The unexpected turns in the pandemic have exposed which data analysts are serious, and who aren't. At the current moment, anyone who proclaims that vaccines are the cause of the dramatic receding of the coronavirus has proven to be not serious. They are analysts who embrace every nugget of confirming data while ignoring inconvenient observations.
What are some of these inconvenient data points?
- The number of cases has come down drastically in many places, including many that have not yet rolled out their vaccination campaigns. (e.g. India)
- The level of decline in many places far exceeds what is a reasonable expectation from the data observed in the vaccine trials. In almost every place, the vast majority of the population have not been vaccinated.
- Some organizations have issued deceptive analyses which the media should have flagged as potential misinformation. The much-reported analysis by the largest healthcare provider in Israel compared what they defined as effectiveness measured from second shot (2D) to 2D+7 days to the VE number from the Pfizer trial, which counted cases from 2D+7 days to a median two months later. In other words, the case-counting window of those two numbers do not overlap for even a single day! Talk to us in a month or so.
- If these providers are tracking all those they have vaccinated over time, they should publish all the data (from the first shot) as opposed to selecting a few days. That way, we can access how different the real-world experience is from what happened during the trial. (To be fair, I expect those two to differ because we're not measuring the same thing. The idea that those two should match perfectly is bonkers.)
It may be hard to imagine how complicated it is to get an estimate of real-world vaccine effectiveness. In a clinical trial, we have access to a cohort of people who are given two placebo shots and are being followed up alongside the vaccinated cohort. We don't have a placebo cohort in real life.
An unvaccinated person is not the same as someone who's been given saline shots. It's long been known that the placebo effect is real - you can give people sugar pills and some of them will get better. This means any real-world measurement is over-optimistic.
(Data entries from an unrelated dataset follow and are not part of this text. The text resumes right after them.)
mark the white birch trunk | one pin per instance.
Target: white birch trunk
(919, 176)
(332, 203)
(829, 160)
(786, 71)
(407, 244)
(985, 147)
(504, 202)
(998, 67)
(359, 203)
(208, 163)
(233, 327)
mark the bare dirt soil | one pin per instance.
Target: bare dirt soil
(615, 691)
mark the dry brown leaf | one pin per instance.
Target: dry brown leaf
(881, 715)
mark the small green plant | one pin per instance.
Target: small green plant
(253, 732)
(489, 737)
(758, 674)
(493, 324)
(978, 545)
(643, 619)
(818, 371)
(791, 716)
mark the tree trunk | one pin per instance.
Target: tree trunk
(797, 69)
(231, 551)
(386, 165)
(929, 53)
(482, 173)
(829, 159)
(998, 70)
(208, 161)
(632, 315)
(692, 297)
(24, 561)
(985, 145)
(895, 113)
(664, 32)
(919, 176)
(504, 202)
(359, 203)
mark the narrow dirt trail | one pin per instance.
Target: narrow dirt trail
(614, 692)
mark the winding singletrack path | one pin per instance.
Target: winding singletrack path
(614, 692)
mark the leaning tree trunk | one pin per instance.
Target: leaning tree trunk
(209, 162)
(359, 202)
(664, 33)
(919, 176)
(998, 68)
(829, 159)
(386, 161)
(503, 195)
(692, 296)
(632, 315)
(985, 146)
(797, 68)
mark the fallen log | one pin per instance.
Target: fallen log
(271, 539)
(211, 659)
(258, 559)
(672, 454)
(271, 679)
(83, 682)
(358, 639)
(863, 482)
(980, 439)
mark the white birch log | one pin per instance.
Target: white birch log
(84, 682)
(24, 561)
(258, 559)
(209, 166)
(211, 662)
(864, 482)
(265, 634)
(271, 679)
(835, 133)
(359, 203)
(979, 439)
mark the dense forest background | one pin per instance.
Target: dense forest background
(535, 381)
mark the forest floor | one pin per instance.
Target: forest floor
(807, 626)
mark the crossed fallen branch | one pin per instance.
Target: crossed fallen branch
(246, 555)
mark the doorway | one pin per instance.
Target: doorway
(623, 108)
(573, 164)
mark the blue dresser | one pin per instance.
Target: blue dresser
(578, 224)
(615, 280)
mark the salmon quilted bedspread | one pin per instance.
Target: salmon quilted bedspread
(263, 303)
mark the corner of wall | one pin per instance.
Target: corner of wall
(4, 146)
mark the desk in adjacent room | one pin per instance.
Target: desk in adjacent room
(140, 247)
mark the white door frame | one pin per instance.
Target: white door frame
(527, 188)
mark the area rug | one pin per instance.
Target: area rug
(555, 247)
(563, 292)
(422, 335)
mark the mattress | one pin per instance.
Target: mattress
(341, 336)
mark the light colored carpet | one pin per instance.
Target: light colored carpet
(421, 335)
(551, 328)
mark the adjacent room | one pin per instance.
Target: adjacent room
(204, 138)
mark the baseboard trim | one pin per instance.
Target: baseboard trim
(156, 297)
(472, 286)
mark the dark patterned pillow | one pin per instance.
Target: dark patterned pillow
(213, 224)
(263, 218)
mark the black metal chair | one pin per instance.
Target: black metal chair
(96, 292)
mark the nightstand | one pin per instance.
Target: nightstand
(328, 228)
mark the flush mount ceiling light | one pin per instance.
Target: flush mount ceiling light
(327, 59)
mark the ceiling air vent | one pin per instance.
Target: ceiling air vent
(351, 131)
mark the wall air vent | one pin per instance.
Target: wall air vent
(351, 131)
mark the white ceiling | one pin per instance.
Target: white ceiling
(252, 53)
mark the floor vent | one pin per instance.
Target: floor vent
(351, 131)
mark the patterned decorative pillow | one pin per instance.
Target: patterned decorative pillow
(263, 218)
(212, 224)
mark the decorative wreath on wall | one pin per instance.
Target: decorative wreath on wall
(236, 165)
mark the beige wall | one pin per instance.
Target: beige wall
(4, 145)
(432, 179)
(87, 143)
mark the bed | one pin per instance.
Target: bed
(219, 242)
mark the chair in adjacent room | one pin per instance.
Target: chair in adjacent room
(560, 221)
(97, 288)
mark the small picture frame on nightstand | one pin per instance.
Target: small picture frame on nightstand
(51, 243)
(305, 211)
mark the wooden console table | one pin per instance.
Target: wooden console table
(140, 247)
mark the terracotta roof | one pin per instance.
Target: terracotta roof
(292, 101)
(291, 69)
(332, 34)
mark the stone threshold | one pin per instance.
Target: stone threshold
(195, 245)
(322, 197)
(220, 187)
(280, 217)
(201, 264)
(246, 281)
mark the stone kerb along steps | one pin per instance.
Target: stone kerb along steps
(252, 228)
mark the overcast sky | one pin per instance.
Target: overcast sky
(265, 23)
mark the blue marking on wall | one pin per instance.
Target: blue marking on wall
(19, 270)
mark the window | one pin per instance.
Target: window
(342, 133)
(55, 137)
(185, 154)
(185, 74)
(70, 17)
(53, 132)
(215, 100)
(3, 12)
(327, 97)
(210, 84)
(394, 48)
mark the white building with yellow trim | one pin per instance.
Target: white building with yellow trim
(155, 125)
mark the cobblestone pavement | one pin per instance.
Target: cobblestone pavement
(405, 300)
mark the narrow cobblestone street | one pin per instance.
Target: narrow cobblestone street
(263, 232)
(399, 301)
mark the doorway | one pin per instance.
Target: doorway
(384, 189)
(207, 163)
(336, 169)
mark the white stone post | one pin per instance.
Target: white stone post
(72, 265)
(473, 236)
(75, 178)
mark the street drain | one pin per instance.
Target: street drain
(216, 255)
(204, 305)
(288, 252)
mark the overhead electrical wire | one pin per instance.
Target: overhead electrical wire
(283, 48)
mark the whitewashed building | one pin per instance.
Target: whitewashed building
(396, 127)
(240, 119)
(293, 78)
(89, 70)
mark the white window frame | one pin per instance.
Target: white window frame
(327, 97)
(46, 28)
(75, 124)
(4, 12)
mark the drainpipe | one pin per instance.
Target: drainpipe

**Now I'm grabbing you with me while I jump into the deep end
We've identified a group of people who are unvaccinated. We even go one step further and match these people's characteristics to those who have been vaccinated. This means the age-group distribution is statistically the same across both vaccinated and unvaccinated groups, and so on. Remember the Israeli healthcare provider counted cases between 2D (second shot) and 2D+7.
Here's the catch. When is 2D in the unvaccinated group? You know what, we cannot define 2D because none of these people got any shots! In fact, only those who are symptomatic and get tested will show up at a facility - the rest are just people in databases with a "vaccination = No" flag. Take the unvaccinated person who just tested positive. Where in this timeline did the person test positive? How do we know the timing of this case is within that 2D to 2D+7 window?
The answer is we don't. It is not even possible to define this. Depending on what we define as Day 0, this person can be counted in any number of analyses. This is yet another reason why we need to look at longer time windows. Any analysis based on short time windows is junk.
***
One way to get around this issue is to match the timing. Take each vaccinated individual in the analysis population, find a "double" via demographic matching in the unvaccinated group, exclude anyone who has reported symptoms by Day 0 as defined by the vaccinated group, and then, mark off the corresponding 2D to 2D+7 window for each matched individual. As per protocol, if the unvaccinated double gets infected before 2D, that case cannot count. (If you don't narrow the case-counting window for the unvaccinated, then the analysis is hopelessly favorable to the vaccinated group!)
The key lesson is if you don't have experimental data, the data analysis gets a lot more complex (more stimulating, but also fraught with risk). The analyst must release full details of the analysis; otherwise, it's impossible to evaluate its merit.